According to the Guardian, a former official said that his arrest was instigated “because of his role in the war rather than because of the likelihood that he was going to suddenly make peace.”
But in 2018, Baradar was released at the request of Donald Trump’s Afghan envoy, Zalmay Khalilzad so that he could lead negotiations with the US in Qatar, where the Taliban had set up a political office.
Here is Secretary of State Mike Pompeo, meeting with Mullah Abdul Ghanu Baradar – the co-founder of the Taliban who has taken over Kabul – on November 21, 2020, after the Trump administration helped to secure his release from prison. pic.twitter.com/OIbMJ75QnS
— Amee Vanderpool (@girlsreallyrule) August 16, 2021
Whilst Obama’s administration had been wary of the Afghan Taliban co-founder, the Trump administration believed that he may settle for a power-sharing arrangement.
Baradar ended up signing the Doha agreement with the US in early 2020, in what was hailed as a breakthrough towards peace by Trump’s government. As part of the arrangement, the US and Taliban agreed not to fight each other.
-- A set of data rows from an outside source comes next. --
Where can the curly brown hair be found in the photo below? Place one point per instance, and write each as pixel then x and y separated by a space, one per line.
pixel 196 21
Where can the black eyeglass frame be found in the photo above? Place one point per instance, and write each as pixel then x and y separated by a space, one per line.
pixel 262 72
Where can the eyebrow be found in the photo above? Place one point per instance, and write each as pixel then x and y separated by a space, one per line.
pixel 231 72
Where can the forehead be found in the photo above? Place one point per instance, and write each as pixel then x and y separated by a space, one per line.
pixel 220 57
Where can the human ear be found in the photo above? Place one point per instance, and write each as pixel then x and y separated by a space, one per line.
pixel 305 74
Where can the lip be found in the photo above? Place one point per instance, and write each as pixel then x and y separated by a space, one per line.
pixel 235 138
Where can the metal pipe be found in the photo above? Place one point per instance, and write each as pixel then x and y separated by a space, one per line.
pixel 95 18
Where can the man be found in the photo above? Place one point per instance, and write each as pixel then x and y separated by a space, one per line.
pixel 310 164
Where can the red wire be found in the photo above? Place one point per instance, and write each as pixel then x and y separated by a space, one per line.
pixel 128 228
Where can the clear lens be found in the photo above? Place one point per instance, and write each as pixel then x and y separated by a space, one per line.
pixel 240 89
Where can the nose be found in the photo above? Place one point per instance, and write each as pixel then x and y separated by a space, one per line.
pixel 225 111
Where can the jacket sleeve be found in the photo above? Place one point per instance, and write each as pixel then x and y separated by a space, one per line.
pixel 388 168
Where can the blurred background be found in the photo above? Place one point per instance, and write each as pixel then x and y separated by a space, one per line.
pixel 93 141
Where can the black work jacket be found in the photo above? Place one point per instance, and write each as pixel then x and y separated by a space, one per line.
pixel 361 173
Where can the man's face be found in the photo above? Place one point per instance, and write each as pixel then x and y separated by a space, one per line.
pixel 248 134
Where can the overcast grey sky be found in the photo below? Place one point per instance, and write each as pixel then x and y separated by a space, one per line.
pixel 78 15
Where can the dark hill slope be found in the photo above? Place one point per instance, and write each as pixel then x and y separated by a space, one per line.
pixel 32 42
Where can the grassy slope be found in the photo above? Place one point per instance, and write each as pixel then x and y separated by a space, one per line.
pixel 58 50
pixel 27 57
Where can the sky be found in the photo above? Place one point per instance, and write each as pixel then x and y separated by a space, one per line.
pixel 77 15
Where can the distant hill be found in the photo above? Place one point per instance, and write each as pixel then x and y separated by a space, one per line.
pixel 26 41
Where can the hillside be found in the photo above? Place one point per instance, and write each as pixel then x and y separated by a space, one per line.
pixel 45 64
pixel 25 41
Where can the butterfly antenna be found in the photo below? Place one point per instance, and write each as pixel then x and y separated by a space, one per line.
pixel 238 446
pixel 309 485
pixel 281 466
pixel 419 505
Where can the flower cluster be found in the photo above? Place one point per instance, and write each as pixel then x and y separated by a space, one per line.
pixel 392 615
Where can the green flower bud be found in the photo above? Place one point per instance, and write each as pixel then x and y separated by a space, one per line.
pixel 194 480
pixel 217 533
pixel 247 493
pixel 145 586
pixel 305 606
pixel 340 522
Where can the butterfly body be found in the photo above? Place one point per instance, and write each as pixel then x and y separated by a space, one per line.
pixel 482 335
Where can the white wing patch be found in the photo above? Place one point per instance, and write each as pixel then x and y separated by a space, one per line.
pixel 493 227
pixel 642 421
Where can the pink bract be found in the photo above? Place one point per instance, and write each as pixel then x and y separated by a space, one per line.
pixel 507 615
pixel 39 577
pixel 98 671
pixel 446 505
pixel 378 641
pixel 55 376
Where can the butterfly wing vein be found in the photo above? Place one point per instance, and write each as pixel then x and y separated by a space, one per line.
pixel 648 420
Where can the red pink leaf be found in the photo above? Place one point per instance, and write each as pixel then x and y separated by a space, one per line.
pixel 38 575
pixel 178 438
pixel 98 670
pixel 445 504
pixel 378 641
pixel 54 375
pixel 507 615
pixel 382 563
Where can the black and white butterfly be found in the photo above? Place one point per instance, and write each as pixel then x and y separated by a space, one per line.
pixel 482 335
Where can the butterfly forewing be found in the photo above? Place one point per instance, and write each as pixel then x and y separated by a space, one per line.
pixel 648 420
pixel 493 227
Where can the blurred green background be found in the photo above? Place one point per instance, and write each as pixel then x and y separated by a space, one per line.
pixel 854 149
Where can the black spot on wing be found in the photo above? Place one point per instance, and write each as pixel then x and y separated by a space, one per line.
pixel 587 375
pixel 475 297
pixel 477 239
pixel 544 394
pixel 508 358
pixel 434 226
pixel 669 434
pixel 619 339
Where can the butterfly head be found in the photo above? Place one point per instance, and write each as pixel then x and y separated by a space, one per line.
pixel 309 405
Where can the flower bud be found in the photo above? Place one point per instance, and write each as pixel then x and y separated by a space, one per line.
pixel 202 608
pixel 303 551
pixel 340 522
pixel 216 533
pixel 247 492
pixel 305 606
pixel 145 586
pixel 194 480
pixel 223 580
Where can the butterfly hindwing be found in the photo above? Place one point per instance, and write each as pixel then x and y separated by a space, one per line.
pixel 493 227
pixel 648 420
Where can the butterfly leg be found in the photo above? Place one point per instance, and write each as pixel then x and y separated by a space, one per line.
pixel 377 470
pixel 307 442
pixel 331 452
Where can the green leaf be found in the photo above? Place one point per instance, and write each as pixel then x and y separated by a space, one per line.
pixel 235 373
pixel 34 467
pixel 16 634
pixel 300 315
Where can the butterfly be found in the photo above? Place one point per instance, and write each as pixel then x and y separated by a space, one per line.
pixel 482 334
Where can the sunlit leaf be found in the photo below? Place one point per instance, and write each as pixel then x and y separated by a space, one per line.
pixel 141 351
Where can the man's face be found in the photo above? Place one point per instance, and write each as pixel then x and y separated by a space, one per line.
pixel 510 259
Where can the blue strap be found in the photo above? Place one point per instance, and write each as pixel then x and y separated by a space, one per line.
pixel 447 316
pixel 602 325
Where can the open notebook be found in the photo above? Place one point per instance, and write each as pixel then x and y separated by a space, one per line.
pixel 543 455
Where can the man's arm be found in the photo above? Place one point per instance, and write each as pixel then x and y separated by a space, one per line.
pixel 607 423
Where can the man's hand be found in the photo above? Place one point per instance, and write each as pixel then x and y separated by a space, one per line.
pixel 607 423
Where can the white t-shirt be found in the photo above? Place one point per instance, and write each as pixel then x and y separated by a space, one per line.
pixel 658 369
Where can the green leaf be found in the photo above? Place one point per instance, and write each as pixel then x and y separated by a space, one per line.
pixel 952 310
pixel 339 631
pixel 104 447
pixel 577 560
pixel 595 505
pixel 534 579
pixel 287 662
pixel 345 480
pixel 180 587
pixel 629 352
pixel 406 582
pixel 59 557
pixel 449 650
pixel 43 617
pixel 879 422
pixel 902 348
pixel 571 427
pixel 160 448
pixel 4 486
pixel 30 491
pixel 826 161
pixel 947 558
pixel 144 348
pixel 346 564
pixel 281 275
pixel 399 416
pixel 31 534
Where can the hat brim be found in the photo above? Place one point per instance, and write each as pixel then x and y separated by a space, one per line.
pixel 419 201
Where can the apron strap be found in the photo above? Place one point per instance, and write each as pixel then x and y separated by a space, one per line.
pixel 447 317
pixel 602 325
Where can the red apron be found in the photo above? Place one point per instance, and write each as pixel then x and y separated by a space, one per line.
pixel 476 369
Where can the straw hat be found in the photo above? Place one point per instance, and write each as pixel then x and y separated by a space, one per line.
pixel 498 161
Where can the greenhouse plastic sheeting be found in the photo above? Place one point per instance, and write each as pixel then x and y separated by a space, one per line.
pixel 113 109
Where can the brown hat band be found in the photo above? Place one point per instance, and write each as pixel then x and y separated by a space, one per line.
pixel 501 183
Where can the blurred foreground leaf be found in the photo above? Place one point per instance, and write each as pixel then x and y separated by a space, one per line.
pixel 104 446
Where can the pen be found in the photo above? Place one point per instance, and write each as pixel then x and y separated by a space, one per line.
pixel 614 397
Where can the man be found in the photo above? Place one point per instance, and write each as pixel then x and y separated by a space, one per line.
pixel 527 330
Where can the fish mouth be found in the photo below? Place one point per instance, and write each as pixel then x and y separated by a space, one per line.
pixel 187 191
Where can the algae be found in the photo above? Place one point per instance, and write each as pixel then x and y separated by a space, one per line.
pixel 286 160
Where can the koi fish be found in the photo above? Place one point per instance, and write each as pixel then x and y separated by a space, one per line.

This was meant to be followed by power-sharing talks between the Taliban and the Kabul government at the time.
There was little progress in these talks, and now it is obvious that Baradar was biding his time, waiting for the US presence in the country to be over before mounting a major Taliban offensive across the country.
With the Taliban’s sweeping conquest of Afghanistan, few people have emerged from the 20-year conflict as victorious as him.